# Vivian is crafting Ironwood Cupboard!!



## Cinnamom (Apr 19, 2020)

https://turnip.exchange/island/344659bb 

Please sign up through link and leave a comment!! While I do not charge an entry fee, I am looking for people to donate furniture, bells, or clothing for villagers as Dango Island is in the process of decorating. Anything helps!! Please leave tips outside by the airport. I will be in Vivian's house. It is the second row of houses by the airport and the first one you walk into. Reference map. Thank you!

	Post automatically merged: Apr 19, 2020

Leave through the airport!


----------



## jo_electric (Apr 19, 2020)

Would like to visit!


----------



## Vadim (Apr 19, 2020)

I joined the queue!


----------



## xchristy (Apr 19, 2020)

I would love to visit also


----------



## JoeIsDreaming (Apr 19, 2020)

I joined the queue, #6


----------



## Garrett (Apr 19, 2020)

I'd like to visit please.


----------



## Cinnamom (Apr 19, 2020)

Join the queue! Taking four at a time! 

	Post automatically merged: Apr 19, 2020

She is still crafting if anyone wants to join the queue!


----------



## Cinnamom (Apr 19, 2020)

Queue is empty for anyone still looking to get the ironwood cupboard DIY!


----------



## Ferluna93 (Apr 19, 2020)

Hello, I would like to visit!!


----------



## Cinnamom (Apr 19, 2020)

Join the queue! There aren't many people in it!


----------



## InsertCleverUsernameHere (Apr 19, 2020)

I'm joining


----------



## Cinnamom (Apr 19, 2020)

Error occurred. New dodo code has been made! 

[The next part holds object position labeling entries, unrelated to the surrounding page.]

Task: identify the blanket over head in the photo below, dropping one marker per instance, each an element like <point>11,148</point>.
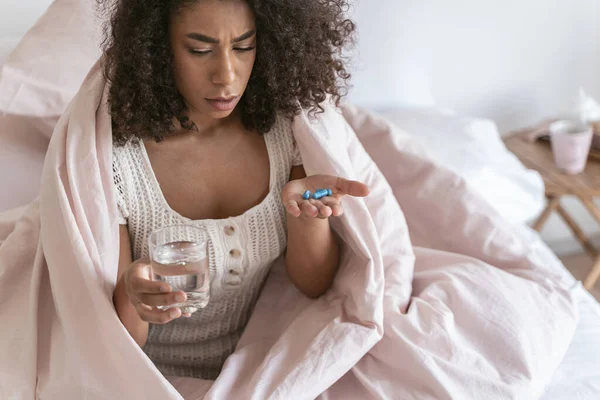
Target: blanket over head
<point>480,311</point>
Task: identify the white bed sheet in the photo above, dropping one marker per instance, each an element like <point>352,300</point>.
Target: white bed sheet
<point>578,377</point>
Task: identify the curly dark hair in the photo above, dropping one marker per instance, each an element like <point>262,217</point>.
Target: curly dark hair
<point>300,62</point>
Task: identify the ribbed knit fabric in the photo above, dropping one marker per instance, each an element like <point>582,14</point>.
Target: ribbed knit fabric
<point>241,250</point>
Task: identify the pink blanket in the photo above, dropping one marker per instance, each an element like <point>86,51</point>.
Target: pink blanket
<point>480,310</point>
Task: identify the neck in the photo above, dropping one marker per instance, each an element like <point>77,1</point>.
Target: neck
<point>207,126</point>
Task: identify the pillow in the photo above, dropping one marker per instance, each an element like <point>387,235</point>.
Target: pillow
<point>7,45</point>
<point>41,76</point>
<point>473,149</point>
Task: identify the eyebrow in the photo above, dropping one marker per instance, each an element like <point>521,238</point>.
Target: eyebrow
<point>207,39</point>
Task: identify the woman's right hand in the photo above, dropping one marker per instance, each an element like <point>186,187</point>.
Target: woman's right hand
<point>146,294</point>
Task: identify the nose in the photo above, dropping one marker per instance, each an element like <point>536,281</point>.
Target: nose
<point>224,73</point>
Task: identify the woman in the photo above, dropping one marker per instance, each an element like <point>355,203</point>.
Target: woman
<point>202,94</point>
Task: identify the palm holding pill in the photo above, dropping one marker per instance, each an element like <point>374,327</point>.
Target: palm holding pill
<point>309,197</point>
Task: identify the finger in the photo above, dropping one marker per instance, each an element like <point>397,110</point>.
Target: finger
<point>293,208</point>
<point>324,210</point>
<point>156,316</point>
<point>351,188</point>
<point>334,204</point>
<point>155,300</point>
<point>143,285</point>
<point>309,209</point>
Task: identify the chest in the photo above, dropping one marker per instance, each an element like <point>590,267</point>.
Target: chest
<point>213,179</point>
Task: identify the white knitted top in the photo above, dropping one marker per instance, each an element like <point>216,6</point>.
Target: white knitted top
<point>241,250</point>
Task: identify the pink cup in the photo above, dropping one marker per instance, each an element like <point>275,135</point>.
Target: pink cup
<point>571,141</point>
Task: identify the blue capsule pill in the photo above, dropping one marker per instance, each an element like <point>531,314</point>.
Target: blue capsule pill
<point>321,193</point>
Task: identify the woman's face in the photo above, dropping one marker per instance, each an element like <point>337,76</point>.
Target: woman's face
<point>214,47</point>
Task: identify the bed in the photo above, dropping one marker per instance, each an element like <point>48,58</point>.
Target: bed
<point>34,91</point>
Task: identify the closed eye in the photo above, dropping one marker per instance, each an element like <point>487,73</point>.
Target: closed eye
<point>199,52</point>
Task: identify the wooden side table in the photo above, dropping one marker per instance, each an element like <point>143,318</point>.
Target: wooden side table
<point>585,186</point>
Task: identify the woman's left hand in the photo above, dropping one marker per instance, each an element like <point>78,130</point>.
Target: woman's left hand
<point>325,207</point>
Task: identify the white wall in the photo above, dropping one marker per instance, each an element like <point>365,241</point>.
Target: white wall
<point>514,61</point>
<point>18,15</point>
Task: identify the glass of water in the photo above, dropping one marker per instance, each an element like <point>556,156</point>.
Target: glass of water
<point>179,256</point>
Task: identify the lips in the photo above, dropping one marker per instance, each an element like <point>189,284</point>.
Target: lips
<point>223,103</point>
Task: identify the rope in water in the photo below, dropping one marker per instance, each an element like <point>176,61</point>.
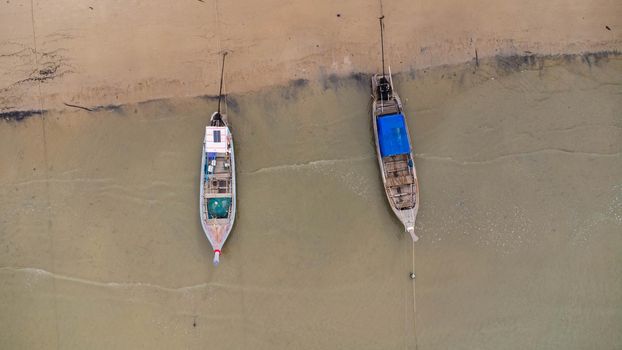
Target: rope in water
<point>414,296</point>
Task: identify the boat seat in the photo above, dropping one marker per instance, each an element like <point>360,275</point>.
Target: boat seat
<point>400,181</point>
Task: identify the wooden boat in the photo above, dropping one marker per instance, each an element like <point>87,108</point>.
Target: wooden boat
<point>217,200</point>
<point>393,148</point>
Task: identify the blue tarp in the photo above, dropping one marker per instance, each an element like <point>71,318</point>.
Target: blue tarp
<point>392,135</point>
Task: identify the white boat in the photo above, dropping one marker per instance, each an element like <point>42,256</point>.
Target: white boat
<point>393,147</point>
<point>217,201</point>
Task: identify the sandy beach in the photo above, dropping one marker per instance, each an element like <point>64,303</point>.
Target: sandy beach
<point>117,52</point>
<point>518,152</point>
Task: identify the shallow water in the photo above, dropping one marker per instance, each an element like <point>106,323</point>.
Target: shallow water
<point>520,170</point>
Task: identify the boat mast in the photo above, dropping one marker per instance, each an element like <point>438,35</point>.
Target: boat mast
<point>382,41</point>
<point>222,74</point>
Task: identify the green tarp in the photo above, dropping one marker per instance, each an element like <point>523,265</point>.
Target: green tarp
<point>218,208</point>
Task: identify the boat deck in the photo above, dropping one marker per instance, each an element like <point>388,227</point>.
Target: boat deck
<point>218,182</point>
<point>400,181</point>
<point>387,107</point>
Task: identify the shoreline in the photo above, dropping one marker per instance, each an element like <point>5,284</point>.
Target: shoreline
<point>118,52</point>
<point>500,64</point>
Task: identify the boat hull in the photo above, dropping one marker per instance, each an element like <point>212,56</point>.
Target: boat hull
<point>407,213</point>
<point>217,229</point>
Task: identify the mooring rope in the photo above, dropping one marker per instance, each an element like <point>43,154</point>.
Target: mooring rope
<point>413,278</point>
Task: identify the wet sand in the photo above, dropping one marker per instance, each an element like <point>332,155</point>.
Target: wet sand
<point>118,52</point>
<point>520,166</point>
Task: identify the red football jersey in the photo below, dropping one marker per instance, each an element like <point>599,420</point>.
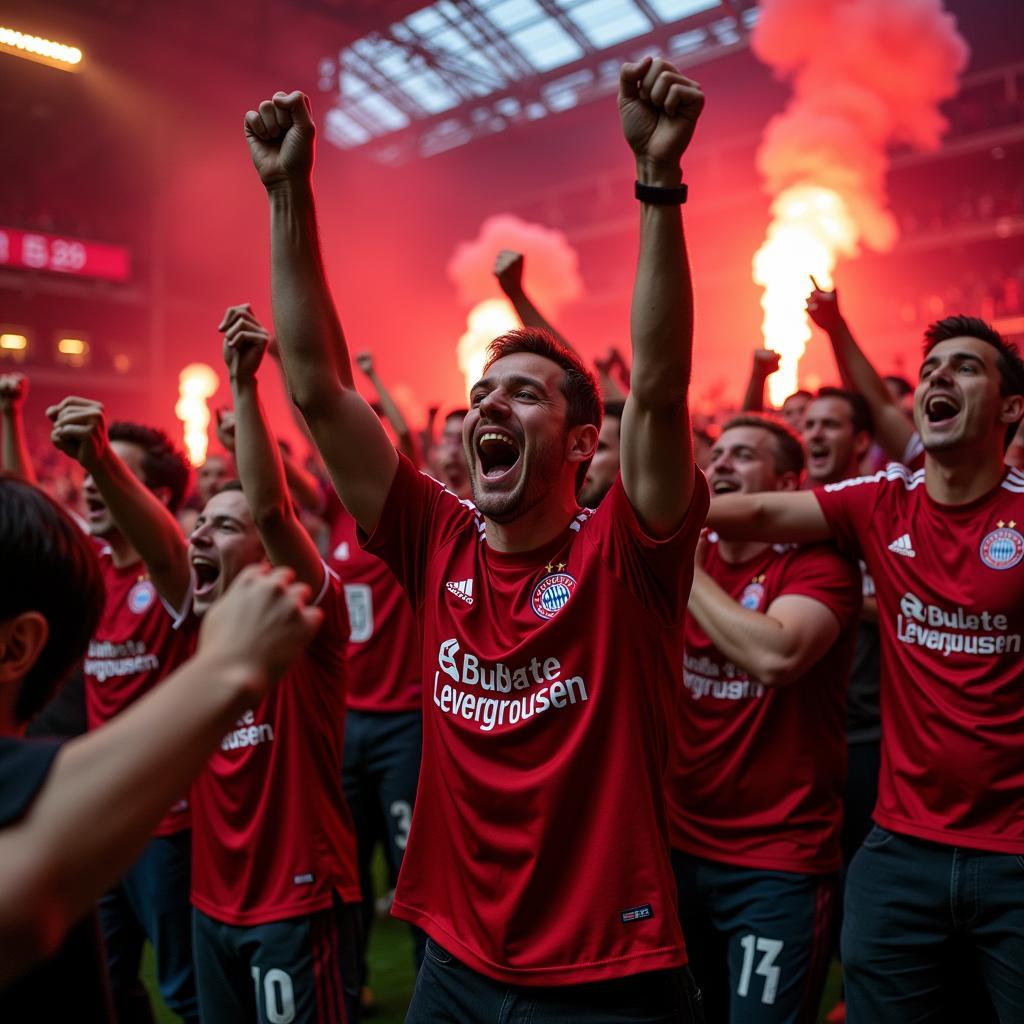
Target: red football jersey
<point>539,849</point>
<point>757,772</point>
<point>272,837</point>
<point>384,646</point>
<point>135,645</point>
<point>949,582</point>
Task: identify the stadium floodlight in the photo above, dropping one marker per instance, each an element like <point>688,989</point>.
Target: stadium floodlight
<point>53,54</point>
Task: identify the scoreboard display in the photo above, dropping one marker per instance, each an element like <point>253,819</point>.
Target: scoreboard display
<point>60,254</point>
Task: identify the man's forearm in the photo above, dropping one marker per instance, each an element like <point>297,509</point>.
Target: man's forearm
<point>14,457</point>
<point>312,345</point>
<point>892,428</point>
<point>145,521</point>
<point>396,418</point>
<point>256,455</point>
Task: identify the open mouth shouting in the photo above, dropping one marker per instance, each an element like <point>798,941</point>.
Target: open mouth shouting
<point>498,455</point>
<point>95,508</point>
<point>206,572</point>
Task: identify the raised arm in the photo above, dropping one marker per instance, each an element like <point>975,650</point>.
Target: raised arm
<point>892,428</point>
<point>394,416</point>
<point>108,790</point>
<point>258,457</point>
<point>317,369</point>
<point>14,457</point>
<point>508,270</point>
<point>80,430</point>
<point>775,646</point>
<point>765,364</point>
<point>793,516</point>
<point>659,109</point>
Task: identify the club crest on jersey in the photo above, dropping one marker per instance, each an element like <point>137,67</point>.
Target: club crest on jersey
<point>552,594</point>
<point>1003,548</point>
<point>141,596</point>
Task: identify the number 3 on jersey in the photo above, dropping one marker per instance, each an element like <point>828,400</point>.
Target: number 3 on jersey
<point>769,949</point>
<point>359,599</point>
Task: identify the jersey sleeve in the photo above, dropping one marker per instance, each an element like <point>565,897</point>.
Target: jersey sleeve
<point>823,574</point>
<point>419,516</point>
<point>848,508</point>
<point>657,570</point>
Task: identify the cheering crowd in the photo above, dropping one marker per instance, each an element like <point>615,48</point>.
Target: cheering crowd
<point>654,721</point>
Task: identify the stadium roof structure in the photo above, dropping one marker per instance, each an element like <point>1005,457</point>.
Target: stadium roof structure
<point>461,70</point>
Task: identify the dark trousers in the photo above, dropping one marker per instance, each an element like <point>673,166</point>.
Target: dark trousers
<point>380,771</point>
<point>449,992</point>
<point>299,971</point>
<point>909,906</point>
<point>758,941</point>
<point>152,902</point>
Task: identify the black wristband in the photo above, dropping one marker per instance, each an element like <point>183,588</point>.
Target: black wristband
<point>673,196</point>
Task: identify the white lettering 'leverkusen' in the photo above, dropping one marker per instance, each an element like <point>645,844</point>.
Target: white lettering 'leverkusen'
<point>953,632</point>
<point>540,682</point>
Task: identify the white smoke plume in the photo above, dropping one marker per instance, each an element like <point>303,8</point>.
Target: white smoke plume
<point>551,278</point>
<point>866,75</point>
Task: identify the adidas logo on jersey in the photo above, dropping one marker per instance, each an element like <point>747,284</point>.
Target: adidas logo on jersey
<point>902,546</point>
<point>463,589</point>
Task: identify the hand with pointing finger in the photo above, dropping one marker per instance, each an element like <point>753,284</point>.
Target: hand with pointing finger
<point>822,307</point>
<point>658,109</point>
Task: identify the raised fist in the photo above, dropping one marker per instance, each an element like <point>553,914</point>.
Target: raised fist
<point>281,138</point>
<point>245,342</point>
<point>263,621</point>
<point>225,429</point>
<point>79,429</point>
<point>508,270</point>
<point>822,307</point>
<point>766,361</point>
<point>13,391</point>
<point>658,109</point>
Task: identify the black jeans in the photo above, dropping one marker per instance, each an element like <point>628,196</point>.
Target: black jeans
<point>908,903</point>
<point>449,992</point>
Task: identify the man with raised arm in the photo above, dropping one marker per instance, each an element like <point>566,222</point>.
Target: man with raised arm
<point>274,887</point>
<point>538,861</point>
<point>759,749</point>
<point>945,548</point>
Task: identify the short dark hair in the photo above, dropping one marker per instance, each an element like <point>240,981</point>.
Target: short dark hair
<point>51,567</point>
<point>163,464</point>
<point>799,393</point>
<point>1009,360</point>
<point>860,412</point>
<point>788,448</point>
<point>579,384</point>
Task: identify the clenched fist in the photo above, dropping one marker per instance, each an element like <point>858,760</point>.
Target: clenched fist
<point>281,139</point>
<point>508,270</point>
<point>822,307</point>
<point>245,342</point>
<point>79,429</point>
<point>658,109</point>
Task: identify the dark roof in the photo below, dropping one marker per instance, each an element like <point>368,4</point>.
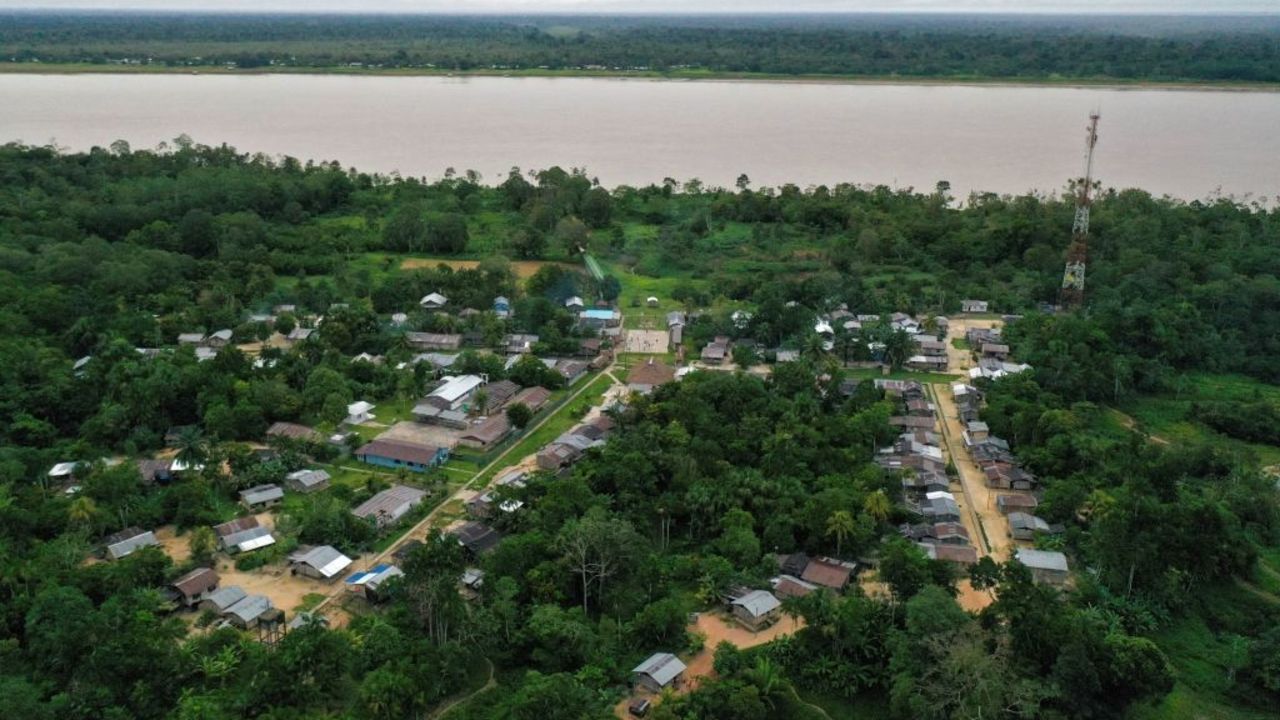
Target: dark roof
<point>531,397</point>
<point>196,582</point>
<point>827,574</point>
<point>501,392</point>
<point>489,431</point>
<point>476,537</point>
<point>236,525</point>
<point>401,450</point>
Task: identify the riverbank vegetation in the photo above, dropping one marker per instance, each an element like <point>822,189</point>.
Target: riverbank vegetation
<point>1173,609</point>
<point>960,48</point>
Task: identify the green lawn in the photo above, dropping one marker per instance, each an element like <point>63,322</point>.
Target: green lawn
<point>1169,415</point>
<point>565,418</point>
<point>869,706</point>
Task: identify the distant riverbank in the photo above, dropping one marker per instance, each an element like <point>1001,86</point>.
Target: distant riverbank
<point>682,74</point>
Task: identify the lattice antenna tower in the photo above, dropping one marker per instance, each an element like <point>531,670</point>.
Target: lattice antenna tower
<point>1073,278</point>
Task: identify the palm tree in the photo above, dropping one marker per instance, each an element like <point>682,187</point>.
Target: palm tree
<point>840,525</point>
<point>82,510</point>
<point>767,678</point>
<point>877,505</point>
<point>192,447</point>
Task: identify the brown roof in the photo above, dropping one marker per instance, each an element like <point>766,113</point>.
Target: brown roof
<point>401,450</point>
<point>196,582</point>
<point>489,431</point>
<point>1016,501</point>
<point>236,525</point>
<point>531,397</point>
<point>650,373</point>
<point>790,587</point>
<point>292,431</point>
<point>826,574</point>
<point>501,392</point>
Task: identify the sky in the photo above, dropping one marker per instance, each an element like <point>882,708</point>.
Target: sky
<point>1091,7</point>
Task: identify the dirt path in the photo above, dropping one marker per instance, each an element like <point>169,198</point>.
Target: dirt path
<point>717,628</point>
<point>444,710</point>
<point>1132,424</point>
<point>461,495</point>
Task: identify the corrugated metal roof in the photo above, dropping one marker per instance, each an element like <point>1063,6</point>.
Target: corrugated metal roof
<point>662,666</point>
<point>758,602</point>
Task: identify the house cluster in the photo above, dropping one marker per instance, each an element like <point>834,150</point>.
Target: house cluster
<point>800,574</point>
<point>988,346</point>
<point>917,455</point>
<point>566,450</point>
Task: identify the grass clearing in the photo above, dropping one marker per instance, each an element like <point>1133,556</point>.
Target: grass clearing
<point>565,418</point>
<point>1169,415</point>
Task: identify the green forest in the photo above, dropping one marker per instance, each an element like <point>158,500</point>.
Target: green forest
<point>1118,49</point>
<point>1171,519</point>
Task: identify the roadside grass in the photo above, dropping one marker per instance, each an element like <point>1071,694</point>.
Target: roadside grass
<point>868,705</point>
<point>873,373</point>
<point>1202,646</point>
<point>1169,415</point>
<point>566,417</point>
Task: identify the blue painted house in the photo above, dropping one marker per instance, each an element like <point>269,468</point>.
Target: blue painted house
<point>398,454</point>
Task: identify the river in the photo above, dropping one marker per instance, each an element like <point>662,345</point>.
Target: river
<point>1189,144</point>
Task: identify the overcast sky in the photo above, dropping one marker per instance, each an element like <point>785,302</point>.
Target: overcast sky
<point>1171,7</point>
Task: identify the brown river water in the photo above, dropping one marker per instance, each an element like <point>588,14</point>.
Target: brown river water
<point>1189,144</point>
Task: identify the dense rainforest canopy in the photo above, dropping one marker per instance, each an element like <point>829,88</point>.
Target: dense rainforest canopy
<point>967,46</point>
<point>106,251</point>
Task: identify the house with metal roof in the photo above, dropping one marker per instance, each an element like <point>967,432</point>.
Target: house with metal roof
<point>487,433</point>
<point>1047,566</point>
<point>476,538</point>
<point>323,563</point>
<point>222,598</point>
<point>196,586</point>
<point>127,542</point>
<point>307,481</point>
<point>388,506</point>
<point>400,454</point>
<point>828,573</point>
<point>433,301</point>
<point>247,613</point>
<point>659,671</point>
<point>260,497</point>
<point>1024,525</point>
<point>360,411</point>
<point>248,540</point>
<point>455,392</point>
<point>371,583</point>
<point>757,609</point>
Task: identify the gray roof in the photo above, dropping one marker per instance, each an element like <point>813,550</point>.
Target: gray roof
<point>758,602</point>
<point>126,546</point>
<point>245,536</point>
<point>1027,522</point>
<point>309,478</point>
<point>662,666</point>
<point>222,598</point>
<point>1042,559</point>
<point>261,493</point>
<point>250,607</point>
<point>325,559</point>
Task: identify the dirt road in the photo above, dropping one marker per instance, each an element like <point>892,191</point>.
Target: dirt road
<point>464,492</point>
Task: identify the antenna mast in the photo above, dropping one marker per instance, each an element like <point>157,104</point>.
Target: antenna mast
<point>1073,278</point>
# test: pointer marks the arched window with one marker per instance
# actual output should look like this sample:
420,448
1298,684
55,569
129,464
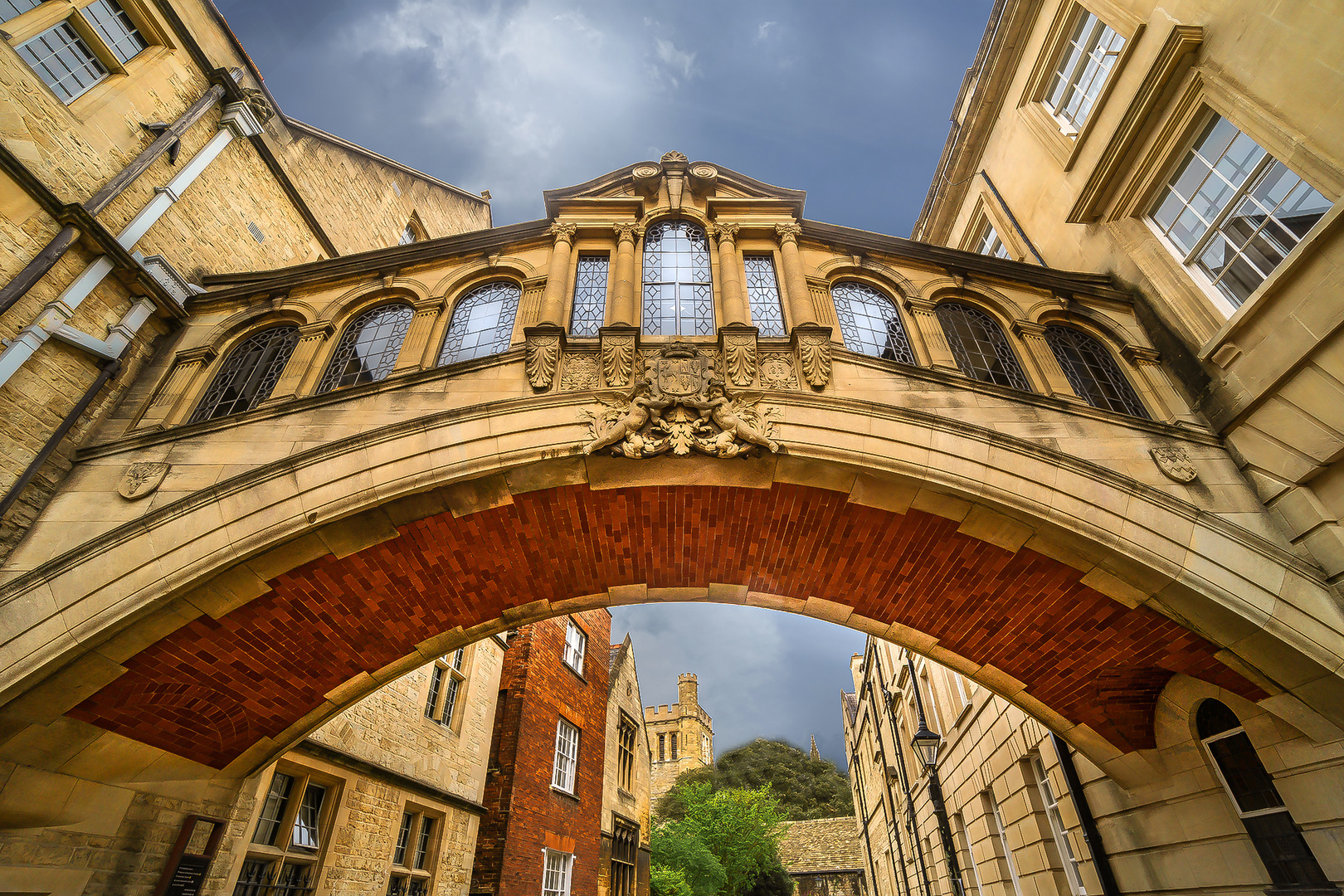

	Post automatically merged: Apr 19, 2020

Come join the queue while Vivian is still crafting!!


----------



## kingmog (Apr 19, 2020)

uhhh think i might have glitched the queue, my names on it but i cant leave the list

- Ed


----------



## Cinnamom (Apr 19, 2020)

Oh, okay!! I will take care of it. Thanks for the heads-up!


----------



## EMLY (Apr 19, 2020)

Joining the queue. I can bring you a Nook Mikes Ticket if that’s alright?


----------



## Cinnamom (Apr 19, 2020)

Omg, that's more than okay! Thank you so much!!


----------



## racatl (Apr 19, 2020)

I'm trying to get in now..


----------



## Cinnamom (Apr 19, 2020)

Queue is empty again if anyone still wants to come!


----------



## Miiko (Apr 19, 2020)

Hi, I'm omw! I'm bringing some bells as a tip, sorry I don't have anything more exciting


----------



## Cinnamom (Apr 19, 2020)

It's okay!! Thank you!!!


----------



## SemiJames (Apr 19, 2020)

Just joined the queue, on my way in. 

	Post automatically merged: Apr 19, 2020

Thanks for having me!


----------



## Cinnamom (Apr 19, 2020)

Queue is empty again!!

	Post automatically merged: Apr 19, 2020



SemiJames said:


> Just joined the queue, on my way in.
> 
> Post automatically merged: Apr 19, 2020
> 
> Thanks for having me!


And it was my pleasure!


----------



## drahcir` (Apr 19, 2020)

Hi, I joined the queue. Thanks!


----------



## Bunlily (Apr 19, 2020)

Omw!! I need to load up my switch, can tip bells. ;3


----------



## Leen (Apr 19, 2020)

Is this still available? :O


----------



## Cinnamom (Apr 19, 2020)

Yes!! Queue is empty again!


----------



## Leen (Apr 19, 2020)

Am I able to join queue then? ^_^


----------



## Cinnamom (Apr 19, 2020)

Of course!! Just click the link! She is still crafting.


----------



## MegBeth (Apr 19, 2020)

Thank you so so much!! Your Island is incredible!


----------



## D i a (Apr 19, 2020)

Hey, dont know of she's still crafting but I'd like to come. It says the link has spoiled when I click it though.


----------



## PugLovex (Apr 19, 2020)

hi! is this still available? ))


----------



## MegBeth (Apr 19, 2020)

Can I visit and get another? I gave mine to my boyfriend


----------



## Pickledsugar (Apr 19, 2020)

I'll join in a moment if still open.


----------



## Aivilo (Apr 19, 2020)

I'd love to come if possible!


----------